Author: Ramachandran Unnikrishnan Nair (India)
Co-authors: Atul Kumar, Anubhav Goyal, Perwez Khan, Mohammad Arif Mulla, Aditya Kelkar, Nitin Maksane
Purpose
Recent Indian survey reported a 16.9% prevalence of diabetic retinopathy among the individuals with diabetes mellitus (DM). Diabetic macular edema (DME) is evidently the most common cause of moderate vision loss in patients with diabetic retinopathy. Vascular endothelial growth factor (VEGF) plays an important role in the pathogenesis of DME, therefore anti-VEGF therapy is considered as current standard of care. Based on clinical trial outcomes, an anti-VEGF monoclonal antibody fragment, ranibizumab, has already been authorized in India since 17 July 2014 for the management of DME. Moreover, as part of the Indian regulatory requirement, a 48-week real-world study was conducted to evaluate effectiveness, safety, and tolerability of ranibizumab in patients with DME. Corresponding with the clinical trial findings, the real-world study demonstrated improved visual acuity with ranibizumab 0.5 mg intravitreal injection, which also was generally well tolerated in these patients. Evidence suggests that several factors—age of the patients, their HbA1c levels, smoking status to list a few—can influence the anti-VEGF treatment outcomes. Thus, the above-stated real-world study further analysed the treatment outcomes of ranibizumab in various subgroups of the study population. The present abstract focuses on the trends observed in various subgroups.
Setting/Venue
This 48-week, non-interventional, prospective, observational, open-label study was conducted at 10 centres across India between 29 July 2015 and 31 December 2017. Adult outpatients (≥18 years old) of either gender were included if they fulfilled the following criteria: decreased vision due to macular edema secondary to type 1/type 2 DM, vision impairment due to DME, unsatisfactory outcomes from prior DME treatment (Snellen Equivalent scores ranging from presence of perception of light [PL+] to 6/9 for the affected eye), and who were prescribed ranibizumab by their treating ophthalmologist in adherence with the local summary of product characteristics and prescribing information.
Methods
Overall, 125 patients were treated with intravitreal injection of ranibizumab (Accentrix®) 0.5 mg (0.05 mL volume) at baseline + every 4 weeks, for a duration as per clinical judgement of the treating ophthalmologist substantiated by the changes seen in visual acuity and optical coherence tomography (OCT).
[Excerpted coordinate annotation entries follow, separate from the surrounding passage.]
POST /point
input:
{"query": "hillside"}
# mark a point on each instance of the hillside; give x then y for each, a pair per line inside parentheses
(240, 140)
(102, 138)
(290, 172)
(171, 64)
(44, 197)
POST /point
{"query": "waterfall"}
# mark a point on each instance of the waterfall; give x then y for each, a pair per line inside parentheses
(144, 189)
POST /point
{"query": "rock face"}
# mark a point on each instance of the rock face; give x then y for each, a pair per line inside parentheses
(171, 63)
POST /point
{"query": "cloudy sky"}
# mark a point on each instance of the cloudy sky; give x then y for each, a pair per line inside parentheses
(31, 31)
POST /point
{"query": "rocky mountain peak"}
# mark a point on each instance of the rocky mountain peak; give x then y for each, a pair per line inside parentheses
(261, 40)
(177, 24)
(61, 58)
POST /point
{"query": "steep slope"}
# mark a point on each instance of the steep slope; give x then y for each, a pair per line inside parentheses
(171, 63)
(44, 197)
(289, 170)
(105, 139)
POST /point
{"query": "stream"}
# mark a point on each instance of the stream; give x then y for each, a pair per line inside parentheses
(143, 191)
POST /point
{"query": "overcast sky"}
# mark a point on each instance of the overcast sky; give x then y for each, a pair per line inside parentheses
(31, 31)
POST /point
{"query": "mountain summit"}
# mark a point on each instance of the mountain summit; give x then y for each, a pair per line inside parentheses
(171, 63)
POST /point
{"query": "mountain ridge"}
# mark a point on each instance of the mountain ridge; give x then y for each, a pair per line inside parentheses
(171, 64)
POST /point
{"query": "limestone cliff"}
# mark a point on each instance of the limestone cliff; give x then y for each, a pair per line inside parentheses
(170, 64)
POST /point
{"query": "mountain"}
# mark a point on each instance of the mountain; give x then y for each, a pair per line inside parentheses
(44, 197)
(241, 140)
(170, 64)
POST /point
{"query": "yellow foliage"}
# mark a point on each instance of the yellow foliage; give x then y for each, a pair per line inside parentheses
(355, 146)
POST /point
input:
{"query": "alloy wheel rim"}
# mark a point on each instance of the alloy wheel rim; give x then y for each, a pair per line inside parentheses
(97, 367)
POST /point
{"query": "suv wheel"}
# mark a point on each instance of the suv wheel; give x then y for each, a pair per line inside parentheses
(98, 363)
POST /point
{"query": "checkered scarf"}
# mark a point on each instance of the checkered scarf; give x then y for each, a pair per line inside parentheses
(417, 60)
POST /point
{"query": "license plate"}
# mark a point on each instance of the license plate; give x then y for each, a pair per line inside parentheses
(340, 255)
The study evaluated treatment effectiveness based on change from baseline in the following outcomes: early treatment diabetic retinopathy study (ETDRS) letters in best-corrected visual acuity (BCVA) at 48 weeks, visit-wise changes in this parameter, patients gaining ≥15 EDTRS letters/3 ETDRS rows with treatment; central retinal thickness (CRT) determined by OCT; progression of avascular area since baseline; and number of patients with retinal hemorrhage. The sub-group analysis was restricted to observing any trends for the mean change from baseline in the ETDRS letters in BCVA as well as in the CRT determined by OCT at 48 weeks. Pre-defined subgroups were patients’ age (18-64/65-74/75-84/>85 years), gender (men/women), smoking status (smokers/non-smokers), history of DM (type/duration), treatment of DM (oral hypoglycaemic agents [OHAs]/insulin/both), control of DM (based on HbA1c levels or blood sugar [BS] levels such as fasting [FBS]/post-prandial [PPBS]/random [RBS]/general random [GRBS]), and previous treatment for DME (not treated/laser treatment/photodynamic therapy/previous intraocular steroids/prior anti-VEGF therapy).
Results
Overall 68 (54.0%) patients completed the study. Mean (±standard error [SE]) age of population was 59.6±0.74 years, majority were men (64.8%). Each patient on average received 3.5 intravitreal injections over 48 weeks. In overall population, there was statistically significant improvement in ETDRS letters in BCVA (change from baseline: 6.8±2.09, p=0.0019) post 48-week treatment. In the subgroup analysis for the given outcome, there was significant mean±SE change from baseline in ETDRS in BCVA observed in men (8.5±2.84, p=0.0045), non-smokers (7.2±2.17, p=0.0015), patients aged 18-64 years (6.6±2.31, p=0.0065), with type 2 DM (6.6±2.12, p=0.0026), and who did not receive any previous treatment for DME (7.4±2.62, p=0.0071). Based on OCT assessment in overall population, there was significant decrease in mean±SE CRT over 48 weeks (change from baseline: -89.7±19.02 µm, <0.0001). For the subgroup analysis, change in CRT from baseline was significant in men (-89.7±28.92 µm, p=0.0040) and women (-89.7±22.22 µm, p=0.0005) aged 18-64 years (-105±19.69 µm, p<0.0001), non-smokers (-92.8±19.56 µm, p<0.0001), patients with type 2 DM (-87.4±19.22 µm, p<0.0001), which was controlled by FBS (-81.7±32.83 µm, p=0.0235) or PPBS (-111±33.54 µm, p=0.0050), patients using OHAs (-209±72.41 µm, p=0.0449), and those who did not receive any treatment for DME (-92.6±24.66 µm, p=0.0006).
Conlusions
The subgroup analysis of this real-world study concluded that with the ranibizumab 0.5 mg intravitreal injection, there was a significant improvement in visual acuity among patients aged 18-64 years, men, non-smokers, patients with type 2 DM, and who did not receive any prior treatment for DME compared with other subgroups.
Financial Disclosure
The prospective, open-label study was sponsored by Novartis Healthcare Private Limited (Mumbai, India).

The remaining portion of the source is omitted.